Welcome to the labyrinth.
Capturing and Bubbling Events
There are two event flow models in the DOM. The first model, in which an event is handled initially by the parent and then by the child element (and so on further into the tree if there are further descendants with event listeners for the same type of event) is called event capturing. All browsers other than Internet Explorer support this event flow model.
The second model, in which the descendants receive the event first before the event “bubbles up” to the parent and further ancestor elements, is called event bubbling. Internet Explorer supports only this event flow model. All other modern browsers support both models, and choose between them based on that third argument in the addEventListener method we just saw. If this argument is “true,” the capture model is used; otherwise, the bubbling model is used. The implications and differences can be subtle, but far-reaching. Though the fine points are outside the scope of this chapter and aren’t always important, they’re something to be aware of as a developer.

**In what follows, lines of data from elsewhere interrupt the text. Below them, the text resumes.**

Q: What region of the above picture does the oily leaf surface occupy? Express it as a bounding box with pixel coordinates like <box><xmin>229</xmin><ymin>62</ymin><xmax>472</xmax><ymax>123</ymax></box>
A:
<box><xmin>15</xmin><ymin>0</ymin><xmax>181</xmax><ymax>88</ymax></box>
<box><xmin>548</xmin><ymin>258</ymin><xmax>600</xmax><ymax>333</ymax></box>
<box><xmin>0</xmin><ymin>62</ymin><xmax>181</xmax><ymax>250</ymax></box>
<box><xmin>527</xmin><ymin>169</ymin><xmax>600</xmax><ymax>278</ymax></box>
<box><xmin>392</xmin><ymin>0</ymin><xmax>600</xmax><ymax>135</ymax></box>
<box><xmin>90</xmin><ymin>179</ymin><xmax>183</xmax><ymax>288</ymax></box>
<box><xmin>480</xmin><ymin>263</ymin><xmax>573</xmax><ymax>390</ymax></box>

Best Practices in Modern Standards-Based DOM Scripting
Now that we’ve discussed the key concepts of the DOM—objects, properties, methods, and events—we’ll turn to best practices in DOM scripting. We’ve already touched on one, the idea of separating scripting such as event listeners from our markup, but there are several others to keep in mind. If you are new to the DOM, you won’t need to “unlearn” out-of-date habits and techniques that other developers may have acquired when these were more generally considered to be acceptable. If you are a more experienced DOM developer, it’s my hope that this chapter will either confirm that you’re doing things in the best way, or reveal that some of your practices may need tuning—in which case, the DOM scripting resources at the end of the book will help you polish up your techniques.
Unobtrusive Scripting
Unobtrusive scripting refers to a set of techniques that are intended to ensure that sites and applications built with JavaScript and the DOM work well for users even in the absence of good JavaScript and DOM support. Support might be missing because a user has chosen (or been forced by their IT department) to disable JavaScript. It might also be missing because a particular device or browser just has limited DOM or JavaScript support, as is the case with many mobile devices (even the iPhone has JavaScript limitations).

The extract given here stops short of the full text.